Nature: All that is needed to understand a majority of the content here is a basic working knowledge of introductory calculus and physics.  Nature allows a nonscientist to keep up with current advances without burdening him with details.  This is not a watered-down popular site, however, as there are links to the original manuscripts.

NASA
: When I was a squirt I had read my fair share of  science fiction.  Rocketship Galileo, anyone?  I am now an incurable idealist. I can't really think of myself as a young man anymore, and seeing how old men have their foolish dreams, I try not to ask for much.  I just want to stick around long enough to see spacesuits sold at Wal-Mart: "Discount on Junior Class 2 Pressure Suits, Aisle 7."  I could live a thousand  lives and this still shouldn't concern me, but something tells me that this hairless mammal we call homo sapien has been around too long to let one star determine his destiny.  We have to go back to the moon.  In colonizing earth's only satellite we take our first step as a race in space, not just a race on one planet.  When I see what NASA is doing I think, we won't go out like the T-rex, we won't go out at all.  As individuals we must die, but as a race we can live on forever.  Spread the word, with your help we can have the public fall in love with space again.

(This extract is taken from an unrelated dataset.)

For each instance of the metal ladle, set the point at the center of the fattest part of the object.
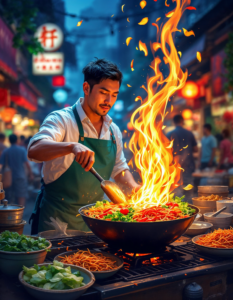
(110, 188)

Heinlein Society:  What the Nobel Prize award does for Science in motivating men to create new theories is what the Heinlein Society does for the space program.  It offers a cash award to those individuals that advance private commercial space flight.

Addresses to the graduating class, Annapolis Naval Academy:  It had always been my recommendation to any man feeling that the world has treated him unfairly to immediately join the military to see for himself first hand what fairness this world has to offer.  One only has to recall the Budapest Massacre or the subjugation of Lithuania by the Soviets to see that this world is anything but fair.  I do not think it is mere politics when I say this, that few things are as sacred as an individual's sense of personal-honor, and you can always tell the difference between the man who stays up late thinking about his and the scoundrel who has no such conception.

Project GutenbergWhat happens when a copyright for a book expires?  It becomes free.  You can download Huckleberry Finn, Macbeth, or the complete sonnets of Keats.  How do these online books become available?  It's simple.  Ordinary people volunteer to type books as textfiles.  Given enough volunteers, the result is this free electronic library- no late fees.